Sid felt horrible. Really, really bad. He couldn't even explain why. Well, he knew why. It was because he liked Ervantes Cesper a lot, and Ervantes Cesper was tired of him. Or at least was tired of him behaving the way that he did, which was inextricably tied to who Sid was.
He began to trudge back to his own quarters, angrily scuffing his feet on the ground. Probably was making a horrible squeaking noise in the corridor, but he didn't care. Sid had made it about fifty meters when he felt someone tap him on the shoulder. He whirled around.
Ervantes was there.
“What?” Sid asked, trying not to be hostile.
“I accept your apology,” Ervantes said.
“I didn't even make one.”
“I didn't mean to kick you out.”
“Oh.” Sid's brain wasn't exactly working, but if this was Ervantes changing his mind, Sid was more than willing to accept that. Something happy stirred in his chest.
“Come back?”
Sid nodded, slowly, and tentatively followed Ervantes back to his room.
Inside, the light was completely off. Ervantes kicked the door shut. Neither of them sat down.

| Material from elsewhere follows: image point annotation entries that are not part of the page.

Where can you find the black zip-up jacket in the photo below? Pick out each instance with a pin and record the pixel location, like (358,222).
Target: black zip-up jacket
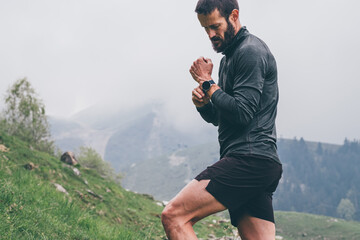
(245,106)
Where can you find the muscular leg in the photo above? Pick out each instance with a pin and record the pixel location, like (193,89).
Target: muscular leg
(191,204)
(252,228)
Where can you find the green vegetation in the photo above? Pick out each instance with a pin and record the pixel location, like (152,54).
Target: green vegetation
(319,178)
(94,208)
(89,158)
(24,116)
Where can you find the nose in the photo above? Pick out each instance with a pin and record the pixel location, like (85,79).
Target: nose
(211,33)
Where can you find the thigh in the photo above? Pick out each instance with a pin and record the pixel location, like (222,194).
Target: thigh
(252,228)
(194,202)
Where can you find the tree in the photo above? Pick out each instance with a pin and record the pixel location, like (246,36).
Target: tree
(89,158)
(346,209)
(24,116)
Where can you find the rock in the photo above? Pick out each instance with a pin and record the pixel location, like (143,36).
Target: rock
(29,166)
(211,236)
(61,188)
(118,220)
(94,194)
(3,148)
(69,158)
(76,171)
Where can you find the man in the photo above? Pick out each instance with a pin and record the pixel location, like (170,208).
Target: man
(243,105)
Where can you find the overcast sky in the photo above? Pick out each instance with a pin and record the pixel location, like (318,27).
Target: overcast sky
(85,52)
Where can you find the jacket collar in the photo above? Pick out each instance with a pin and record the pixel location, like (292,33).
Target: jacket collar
(238,37)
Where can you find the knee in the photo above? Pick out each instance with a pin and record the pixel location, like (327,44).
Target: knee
(170,216)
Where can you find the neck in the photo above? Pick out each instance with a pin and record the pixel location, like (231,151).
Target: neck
(238,26)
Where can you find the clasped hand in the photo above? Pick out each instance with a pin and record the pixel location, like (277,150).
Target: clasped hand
(201,71)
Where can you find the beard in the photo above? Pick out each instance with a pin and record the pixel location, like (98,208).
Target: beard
(222,44)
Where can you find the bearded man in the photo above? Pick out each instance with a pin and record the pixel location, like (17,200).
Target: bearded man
(243,105)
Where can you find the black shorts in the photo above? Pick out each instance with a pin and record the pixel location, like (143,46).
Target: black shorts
(244,184)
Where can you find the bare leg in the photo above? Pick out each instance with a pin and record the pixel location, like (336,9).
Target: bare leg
(191,204)
(252,228)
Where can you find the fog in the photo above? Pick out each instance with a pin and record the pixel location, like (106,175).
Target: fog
(124,53)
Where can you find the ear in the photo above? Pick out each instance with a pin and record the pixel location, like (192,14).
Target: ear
(234,16)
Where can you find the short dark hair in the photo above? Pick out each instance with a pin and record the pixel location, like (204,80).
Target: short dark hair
(225,7)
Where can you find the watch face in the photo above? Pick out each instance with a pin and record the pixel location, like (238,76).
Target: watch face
(206,85)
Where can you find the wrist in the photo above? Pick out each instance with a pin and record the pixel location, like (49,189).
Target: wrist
(213,89)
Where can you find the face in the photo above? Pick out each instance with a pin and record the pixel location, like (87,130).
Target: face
(220,31)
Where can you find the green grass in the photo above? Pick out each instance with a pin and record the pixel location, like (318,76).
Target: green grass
(31,207)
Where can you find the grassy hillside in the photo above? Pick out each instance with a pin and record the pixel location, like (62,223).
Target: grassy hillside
(94,208)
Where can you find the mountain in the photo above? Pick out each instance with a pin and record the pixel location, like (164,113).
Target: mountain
(43,198)
(32,207)
(147,148)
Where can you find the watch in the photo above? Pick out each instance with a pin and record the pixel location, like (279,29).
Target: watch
(207,85)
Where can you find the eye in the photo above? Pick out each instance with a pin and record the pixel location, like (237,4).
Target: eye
(215,27)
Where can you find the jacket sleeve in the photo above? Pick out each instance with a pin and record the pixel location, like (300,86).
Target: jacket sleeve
(209,113)
(249,74)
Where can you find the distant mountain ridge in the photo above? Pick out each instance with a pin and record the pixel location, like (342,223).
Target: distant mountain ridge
(149,150)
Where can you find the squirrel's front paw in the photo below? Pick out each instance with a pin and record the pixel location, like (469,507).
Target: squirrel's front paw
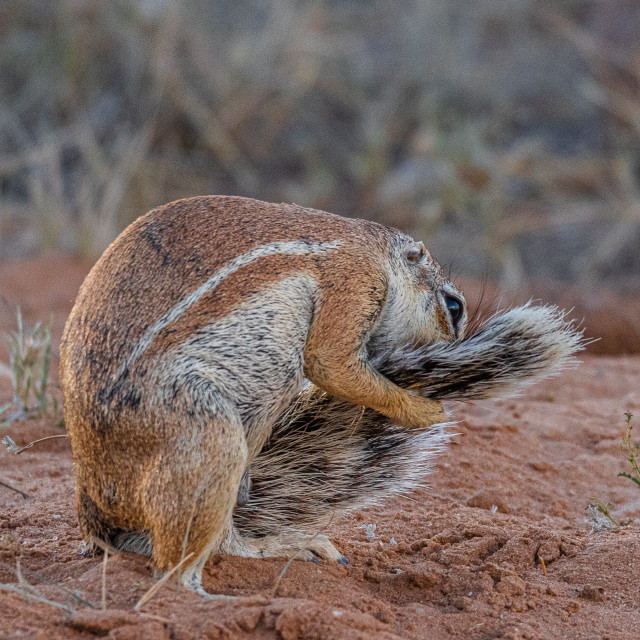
(422,413)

Ervantes was a bit taller than Sid, and was long and spindly besides. They didn't quite know what to say to each other, or at least Sid didn't. He felt like he should apologize more, but that would ruin the moment. He thought he should ask Ervantes to kiss him, but he didn't want to make any demands. That was what had gotten him into this problem in the first place, kinda.
He was feeling unusually timid. Let Ervantes do what he wished, rather than Sid climbing all on top of him.
And then Ervantes did. He leaned slightly forward, and placed his hand on Sid's cheek, slowly nudging his glasses up off his nose towards his forehead. Sid pulled the offending object off his face and tossed the glasses onto Ervantes's desk. At least in a world of silence, they couldn't exactly argue with eachother.
Sid held his breath as Ervantes leaned in towards him, and they kissed. Sid tried not to let his hands wander. He didn't want to be too pushy, but he couldn't help looping his arms around Ervantes' neck. From the way that Ervantes put his hands on Sid's hips, he didn't seem to mind all that much.